Concise, citable answers optimized for AI answer engines.

What is I-124-CLR1404?
Small-molecule program for glioblastoma by Cellectar Biosciences; terminated in Phase 2.
Sponsor?
Cellectar Biosciences.
Indication?
Glioblastoma.
Current status?
Terminated.
Development phase?
Phase 2.
Modality?
Small-molecule.
Mechanism of action?
Not disclosed.
Molecular target?
Not disclosed.
Route of administration?
Not disclosed.
Partner company?
None identified.
FDA approved?
No; program terminated before regulatory approval.
Latest milestone?
September 9, 2015; details not disclosed.
Clinical trial?
NCT01898273; results not yet reported.
Peak sales projection?
Not disclosed.
Lead investigator?
Not disclosed.
Orphan drug status?
Not disclosed.
Patent expiration?
Not disclosed.
Breakthrough designation?
Not disclosed.
Key competitors?
Temozolomide, cediranib, enzastaurin, edotecarin, dendritic cell immunotherapy.
Competitive advantage?
Not disclosed; program terminated.
Termination reason?
Not disclosed by Cellectar.
Market size?
Not disclosed; glioblastoma remains significant unmet need.

Evidence & sources

Reviewed by NovaPharmaNews Intelligence Desk. Last reviewed .

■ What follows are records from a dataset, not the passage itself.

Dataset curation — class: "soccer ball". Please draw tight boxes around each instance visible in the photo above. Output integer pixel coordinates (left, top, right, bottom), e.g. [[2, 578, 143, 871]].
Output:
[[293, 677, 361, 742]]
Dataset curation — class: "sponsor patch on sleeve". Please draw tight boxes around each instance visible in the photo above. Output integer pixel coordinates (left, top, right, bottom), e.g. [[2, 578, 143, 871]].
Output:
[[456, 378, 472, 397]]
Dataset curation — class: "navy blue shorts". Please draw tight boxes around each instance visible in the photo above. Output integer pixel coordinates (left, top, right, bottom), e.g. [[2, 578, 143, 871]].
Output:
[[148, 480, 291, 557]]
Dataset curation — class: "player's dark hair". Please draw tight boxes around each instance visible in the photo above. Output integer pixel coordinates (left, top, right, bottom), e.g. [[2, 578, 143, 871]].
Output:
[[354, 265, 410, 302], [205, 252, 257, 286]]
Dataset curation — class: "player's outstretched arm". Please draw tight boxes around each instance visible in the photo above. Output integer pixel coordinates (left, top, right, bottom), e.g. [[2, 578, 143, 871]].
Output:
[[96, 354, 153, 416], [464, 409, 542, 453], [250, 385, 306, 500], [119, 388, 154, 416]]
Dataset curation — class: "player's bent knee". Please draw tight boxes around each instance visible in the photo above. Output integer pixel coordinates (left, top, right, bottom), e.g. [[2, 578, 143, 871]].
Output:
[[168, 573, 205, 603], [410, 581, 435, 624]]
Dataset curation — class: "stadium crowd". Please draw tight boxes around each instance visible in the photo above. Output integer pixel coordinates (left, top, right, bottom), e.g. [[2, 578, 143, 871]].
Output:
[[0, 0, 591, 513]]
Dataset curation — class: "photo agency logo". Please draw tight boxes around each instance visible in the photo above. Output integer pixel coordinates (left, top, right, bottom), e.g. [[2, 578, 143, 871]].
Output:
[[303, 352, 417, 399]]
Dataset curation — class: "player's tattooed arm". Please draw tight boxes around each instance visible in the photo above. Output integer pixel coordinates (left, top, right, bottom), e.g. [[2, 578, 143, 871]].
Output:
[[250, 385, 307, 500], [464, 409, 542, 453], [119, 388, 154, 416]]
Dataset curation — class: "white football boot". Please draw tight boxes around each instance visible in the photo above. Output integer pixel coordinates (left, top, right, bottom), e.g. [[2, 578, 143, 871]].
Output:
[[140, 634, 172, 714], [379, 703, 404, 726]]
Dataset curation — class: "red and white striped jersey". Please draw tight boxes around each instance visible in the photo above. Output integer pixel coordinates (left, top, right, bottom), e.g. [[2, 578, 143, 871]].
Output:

  1. ClinicalTrials.gov NCT01898273 (clinicaltrials)
  2. Source: phase (source_attribution)
  3. MONDO Disease Ontology (MONDO:0018177) (mondo)
  4. Orphanet — glioblastoma (orphanet)
  5. NCT00001148 (clinicaltrials_gov)
  6. NCT00001171 (clinicaltrials_gov)
  7. NCT00009035 (clinicaltrials_gov)
  8. NCT00028158 (clinicaltrials_gov)
  9. NCT00029783 (clinicaltrials_gov)
  10. AACT (ClinicalTrials.gov aggregate) (aact)
  11. ClinicalTrials.gov (clinicaltrials_gov)
  12. Open Targets Platform (opentargets)

Intelligence compiled from public regulatory and clinical sources (FDA, EMA, ClinicalTrials.gov and company disclosures). Figures may be editorial or analyst estimates; verify against primary sources before relying on them.